Financial services group First Capital Bank (FCB)’s total income increased to ZWL$26bn in the quarter to September 30, 2022 from ZWL$16.4bn achieved in the previous quarter due to a surge in interest income.

Acting company secretary, Sarudzai Binha, said the growth in interest income was propelled by an increase in foreign currency loan book and the “repricing of the ZWL$ book in line with the extant interest rate policy framework”.

She said the foreign currency denominated earnings increased by 18 percentage points to 40% in Q3 from 22% achieved in Q1.

Operating expenses increased 43% to ZWL$13.9bn in Q3 from ZWL$9.7bn achieved in the comparative period indicating cost expansion in response to the inflationary pressure.

Total assets for the group grew by 41% between December 2021 and September 2022 driven by customers’ loans and deposits growth of 59% and 30% respectively.

Credit quality remained strong with a non-performing loan ratio of 0.1% in Q3 down from 1% recorded at the end of 2021.

Total equity increased by 24% with the bank’s capital position remaining strong with a satisfactory margin of safety above the US$30m threshold and capital adequacy ratios well above the regulatory minimums.

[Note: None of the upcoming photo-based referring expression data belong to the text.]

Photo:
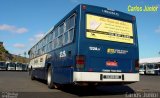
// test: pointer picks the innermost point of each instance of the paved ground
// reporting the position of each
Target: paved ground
(19, 83)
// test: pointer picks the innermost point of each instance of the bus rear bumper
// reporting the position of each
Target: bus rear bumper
(105, 77)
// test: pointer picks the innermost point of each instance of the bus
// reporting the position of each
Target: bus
(152, 69)
(3, 65)
(142, 69)
(11, 66)
(91, 45)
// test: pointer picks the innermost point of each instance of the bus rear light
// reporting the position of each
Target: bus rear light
(133, 18)
(137, 65)
(84, 7)
(80, 61)
(111, 63)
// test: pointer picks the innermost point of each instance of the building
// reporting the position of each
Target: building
(155, 60)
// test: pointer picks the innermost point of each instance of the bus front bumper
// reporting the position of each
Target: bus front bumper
(105, 77)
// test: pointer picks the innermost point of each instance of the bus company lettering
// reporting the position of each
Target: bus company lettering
(62, 54)
(110, 12)
(116, 51)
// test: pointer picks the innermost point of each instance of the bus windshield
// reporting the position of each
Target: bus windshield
(102, 28)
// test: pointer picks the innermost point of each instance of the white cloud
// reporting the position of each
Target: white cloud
(157, 30)
(74, 1)
(36, 38)
(12, 28)
(19, 46)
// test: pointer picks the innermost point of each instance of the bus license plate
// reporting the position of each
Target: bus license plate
(111, 76)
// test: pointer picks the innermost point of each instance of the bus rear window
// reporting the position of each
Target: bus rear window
(103, 28)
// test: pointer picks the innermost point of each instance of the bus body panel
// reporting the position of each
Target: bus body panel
(63, 60)
(96, 59)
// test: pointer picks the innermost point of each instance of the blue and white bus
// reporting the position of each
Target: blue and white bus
(91, 45)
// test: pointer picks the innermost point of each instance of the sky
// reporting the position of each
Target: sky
(24, 22)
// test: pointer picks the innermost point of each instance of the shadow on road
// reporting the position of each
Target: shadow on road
(94, 91)
(98, 91)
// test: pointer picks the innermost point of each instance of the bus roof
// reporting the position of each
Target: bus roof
(74, 9)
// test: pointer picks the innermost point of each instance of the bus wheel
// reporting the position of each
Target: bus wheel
(50, 79)
(31, 73)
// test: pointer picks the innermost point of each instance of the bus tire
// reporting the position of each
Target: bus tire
(31, 73)
(50, 78)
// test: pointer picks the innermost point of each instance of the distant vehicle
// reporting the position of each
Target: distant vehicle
(11, 66)
(21, 67)
(24, 67)
(90, 46)
(142, 69)
(3, 65)
(153, 69)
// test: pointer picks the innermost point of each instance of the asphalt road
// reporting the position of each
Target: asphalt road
(20, 85)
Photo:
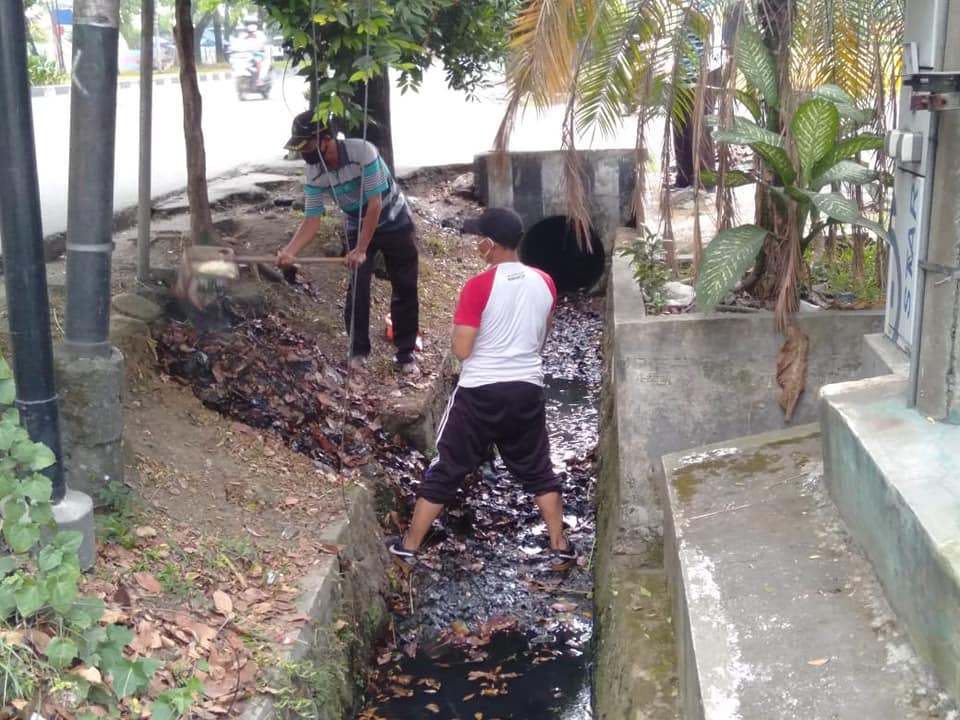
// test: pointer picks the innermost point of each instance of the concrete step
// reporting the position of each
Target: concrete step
(895, 476)
(777, 613)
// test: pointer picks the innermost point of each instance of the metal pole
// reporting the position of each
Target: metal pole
(22, 241)
(146, 114)
(93, 120)
(938, 354)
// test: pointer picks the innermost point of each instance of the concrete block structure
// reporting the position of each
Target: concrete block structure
(532, 184)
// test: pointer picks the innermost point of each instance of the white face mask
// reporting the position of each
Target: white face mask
(484, 248)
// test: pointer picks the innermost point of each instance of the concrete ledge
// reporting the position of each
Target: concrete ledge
(52, 90)
(882, 356)
(343, 587)
(777, 615)
(894, 476)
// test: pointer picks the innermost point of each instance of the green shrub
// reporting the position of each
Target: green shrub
(44, 72)
(39, 593)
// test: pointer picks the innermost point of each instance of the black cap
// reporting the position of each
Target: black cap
(502, 225)
(305, 128)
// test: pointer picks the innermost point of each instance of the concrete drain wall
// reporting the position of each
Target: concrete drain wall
(673, 383)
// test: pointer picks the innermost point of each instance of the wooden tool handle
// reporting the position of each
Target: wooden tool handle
(302, 260)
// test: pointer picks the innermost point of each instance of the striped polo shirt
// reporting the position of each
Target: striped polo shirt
(362, 175)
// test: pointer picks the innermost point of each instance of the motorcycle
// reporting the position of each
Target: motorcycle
(252, 74)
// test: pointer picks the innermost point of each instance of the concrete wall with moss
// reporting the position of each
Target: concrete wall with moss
(323, 674)
(675, 382)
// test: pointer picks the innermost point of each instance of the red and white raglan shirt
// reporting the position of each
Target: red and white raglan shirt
(511, 304)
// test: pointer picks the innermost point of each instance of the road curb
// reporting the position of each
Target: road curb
(51, 90)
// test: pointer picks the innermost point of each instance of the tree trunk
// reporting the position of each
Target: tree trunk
(378, 113)
(775, 17)
(218, 38)
(201, 220)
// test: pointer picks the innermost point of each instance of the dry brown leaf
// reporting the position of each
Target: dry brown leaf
(90, 674)
(792, 368)
(112, 616)
(39, 639)
(148, 582)
(482, 675)
(13, 637)
(222, 602)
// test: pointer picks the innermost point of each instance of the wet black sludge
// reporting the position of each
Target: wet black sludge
(481, 628)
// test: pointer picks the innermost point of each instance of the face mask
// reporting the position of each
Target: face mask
(484, 248)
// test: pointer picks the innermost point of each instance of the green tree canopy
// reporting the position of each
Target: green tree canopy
(344, 43)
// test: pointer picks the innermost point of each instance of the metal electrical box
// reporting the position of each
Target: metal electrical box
(912, 145)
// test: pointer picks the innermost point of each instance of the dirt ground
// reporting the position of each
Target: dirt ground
(199, 550)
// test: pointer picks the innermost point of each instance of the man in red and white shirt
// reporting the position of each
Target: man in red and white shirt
(500, 326)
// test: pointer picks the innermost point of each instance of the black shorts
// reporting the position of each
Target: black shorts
(511, 415)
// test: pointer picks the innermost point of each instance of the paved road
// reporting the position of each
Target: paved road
(435, 126)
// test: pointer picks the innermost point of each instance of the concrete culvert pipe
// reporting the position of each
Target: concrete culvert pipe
(551, 245)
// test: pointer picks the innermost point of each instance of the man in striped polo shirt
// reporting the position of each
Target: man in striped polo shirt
(500, 327)
(352, 175)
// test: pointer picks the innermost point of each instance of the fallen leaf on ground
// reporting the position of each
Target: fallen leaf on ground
(90, 674)
(222, 602)
(792, 368)
(148, 582)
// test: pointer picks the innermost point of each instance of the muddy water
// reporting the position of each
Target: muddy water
(482, 628)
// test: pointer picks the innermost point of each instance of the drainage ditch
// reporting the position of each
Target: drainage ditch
(481, 628)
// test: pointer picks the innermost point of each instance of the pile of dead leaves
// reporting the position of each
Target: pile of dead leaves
(261, 373)
(204, 613)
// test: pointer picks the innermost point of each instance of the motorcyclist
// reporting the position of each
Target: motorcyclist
(254, 44)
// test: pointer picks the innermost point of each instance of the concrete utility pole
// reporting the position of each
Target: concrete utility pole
(93, 121)
(938, 379)
(923, 298)
(89, 369)
(146, 116)
(25, 274)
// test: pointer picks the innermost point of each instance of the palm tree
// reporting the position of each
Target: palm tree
(609, 58)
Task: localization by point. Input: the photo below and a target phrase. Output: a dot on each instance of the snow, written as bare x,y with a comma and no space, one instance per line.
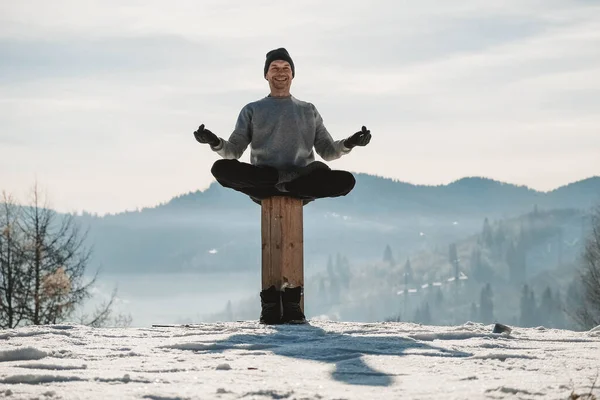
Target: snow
322,360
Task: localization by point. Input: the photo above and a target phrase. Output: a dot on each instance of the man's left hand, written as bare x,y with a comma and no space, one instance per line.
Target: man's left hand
361,138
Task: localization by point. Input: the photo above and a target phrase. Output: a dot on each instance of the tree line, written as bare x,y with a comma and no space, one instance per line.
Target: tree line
43,262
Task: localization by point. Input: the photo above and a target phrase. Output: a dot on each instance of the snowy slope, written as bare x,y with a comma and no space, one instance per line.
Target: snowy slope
323,360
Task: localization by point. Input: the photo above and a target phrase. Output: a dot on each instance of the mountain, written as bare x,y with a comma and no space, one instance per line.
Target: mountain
219,229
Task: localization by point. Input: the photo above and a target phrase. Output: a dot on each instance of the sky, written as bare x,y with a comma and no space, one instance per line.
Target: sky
324,360
99,99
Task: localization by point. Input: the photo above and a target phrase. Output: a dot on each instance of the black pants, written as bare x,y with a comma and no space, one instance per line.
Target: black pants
314,181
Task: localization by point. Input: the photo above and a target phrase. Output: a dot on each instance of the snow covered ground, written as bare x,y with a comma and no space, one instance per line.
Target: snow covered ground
323,360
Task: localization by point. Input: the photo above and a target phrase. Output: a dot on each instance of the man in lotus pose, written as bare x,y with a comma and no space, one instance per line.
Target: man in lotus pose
282,132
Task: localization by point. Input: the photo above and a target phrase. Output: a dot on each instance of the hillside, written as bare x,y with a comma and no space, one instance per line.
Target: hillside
219,229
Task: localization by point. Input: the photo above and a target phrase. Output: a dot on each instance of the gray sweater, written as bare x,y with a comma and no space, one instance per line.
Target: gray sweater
281,132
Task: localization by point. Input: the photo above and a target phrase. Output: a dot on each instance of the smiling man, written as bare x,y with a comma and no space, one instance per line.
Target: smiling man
282,132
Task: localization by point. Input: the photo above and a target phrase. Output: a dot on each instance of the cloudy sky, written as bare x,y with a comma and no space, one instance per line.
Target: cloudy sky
99,99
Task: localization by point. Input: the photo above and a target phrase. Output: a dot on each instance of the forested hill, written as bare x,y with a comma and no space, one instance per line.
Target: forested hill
219,229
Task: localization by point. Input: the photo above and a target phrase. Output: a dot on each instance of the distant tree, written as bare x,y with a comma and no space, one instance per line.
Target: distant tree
528,307
474,314
14,287
388,257
480,271
42,265
418,316
486,234
587,312
516,260
426,315
486,305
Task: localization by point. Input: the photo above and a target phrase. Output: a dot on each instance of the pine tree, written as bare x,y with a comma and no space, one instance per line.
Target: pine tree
486,234
474,317
426,315
486,305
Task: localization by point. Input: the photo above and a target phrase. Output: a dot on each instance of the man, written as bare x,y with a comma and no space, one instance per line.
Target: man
281,131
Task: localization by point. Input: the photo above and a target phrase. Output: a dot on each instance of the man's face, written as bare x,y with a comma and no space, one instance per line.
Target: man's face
279,75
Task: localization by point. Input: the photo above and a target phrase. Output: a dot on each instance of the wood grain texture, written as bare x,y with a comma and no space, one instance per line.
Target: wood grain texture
282,242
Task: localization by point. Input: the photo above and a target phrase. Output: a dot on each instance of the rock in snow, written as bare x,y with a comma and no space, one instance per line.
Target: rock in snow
323,360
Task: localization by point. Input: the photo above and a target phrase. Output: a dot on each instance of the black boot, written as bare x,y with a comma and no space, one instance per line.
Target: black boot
270,301
292,313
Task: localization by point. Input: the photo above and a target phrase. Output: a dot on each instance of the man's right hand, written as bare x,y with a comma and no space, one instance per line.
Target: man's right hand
205,136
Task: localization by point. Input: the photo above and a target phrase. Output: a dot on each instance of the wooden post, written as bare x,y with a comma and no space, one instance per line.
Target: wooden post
282,243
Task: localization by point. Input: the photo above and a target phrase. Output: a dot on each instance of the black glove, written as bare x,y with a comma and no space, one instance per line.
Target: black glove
205,136
361,138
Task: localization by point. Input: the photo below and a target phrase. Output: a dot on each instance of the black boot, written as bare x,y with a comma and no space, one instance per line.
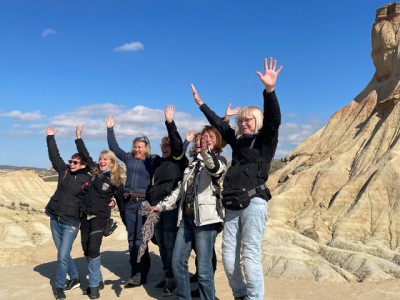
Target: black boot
87,290
94,293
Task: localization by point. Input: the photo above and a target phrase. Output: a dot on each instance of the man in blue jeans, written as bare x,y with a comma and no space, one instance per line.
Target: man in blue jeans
64,211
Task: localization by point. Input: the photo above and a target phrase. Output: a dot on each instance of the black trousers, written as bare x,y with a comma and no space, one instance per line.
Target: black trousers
92,235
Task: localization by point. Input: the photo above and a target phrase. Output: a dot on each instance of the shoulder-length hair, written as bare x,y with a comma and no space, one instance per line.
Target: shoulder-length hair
115,170
144,140
218,145
192,150
256,112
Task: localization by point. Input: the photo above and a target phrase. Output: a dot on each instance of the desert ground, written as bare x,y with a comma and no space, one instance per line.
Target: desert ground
28,257
34,280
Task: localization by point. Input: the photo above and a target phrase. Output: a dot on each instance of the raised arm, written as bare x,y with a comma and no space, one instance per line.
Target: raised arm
270,74
112,141
54,155
80,146
230,112
272,113
228,134
189,138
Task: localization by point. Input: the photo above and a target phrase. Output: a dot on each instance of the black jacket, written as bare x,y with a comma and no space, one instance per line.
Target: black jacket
170,169
250,164
100,190
66,202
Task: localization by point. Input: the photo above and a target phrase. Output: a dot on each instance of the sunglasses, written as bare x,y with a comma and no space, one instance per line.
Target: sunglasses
247,120
142,139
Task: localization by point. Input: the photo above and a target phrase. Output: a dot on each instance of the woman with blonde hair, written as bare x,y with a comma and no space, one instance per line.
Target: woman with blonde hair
140,168
245,194
96,209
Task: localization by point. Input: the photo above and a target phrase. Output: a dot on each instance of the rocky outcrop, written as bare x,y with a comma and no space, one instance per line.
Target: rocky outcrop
336,202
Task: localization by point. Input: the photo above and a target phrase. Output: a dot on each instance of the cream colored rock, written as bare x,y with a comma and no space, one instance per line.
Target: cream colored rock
341,186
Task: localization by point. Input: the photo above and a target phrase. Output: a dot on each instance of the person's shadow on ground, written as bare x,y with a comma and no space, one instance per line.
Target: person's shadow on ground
116,262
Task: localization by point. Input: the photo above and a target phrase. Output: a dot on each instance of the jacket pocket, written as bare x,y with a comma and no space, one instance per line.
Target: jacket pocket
208,210
72,210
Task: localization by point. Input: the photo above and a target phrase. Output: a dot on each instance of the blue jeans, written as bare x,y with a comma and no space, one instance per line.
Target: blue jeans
95,276
64,237
204,237
165,231
243,232
134,224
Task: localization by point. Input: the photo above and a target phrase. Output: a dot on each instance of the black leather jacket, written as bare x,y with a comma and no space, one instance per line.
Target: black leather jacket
65,204
170,170
250,163
100,190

Binha said inflationary pressure on the global stage has remained high on the back of the continuing war between Russia and Ukraine which has impacted on food security and access to energy amongst other supply chain disruptions worldwide.

The local economy has been impacted by the effects of long-term instability in the monetary system, recording average month-on-month inflation for the quarter at 13.8%, increasing from an average of 3.8% during the same quarter of 2021.

Binha said the lender will remain cautious in its approach to asset creation, ensuring that a sufficient liquidity buffer is maintained to avert outages whilst borrower capacity is assessed rigorously, taking advantage of the apparent resurgence in key sectors of the economy.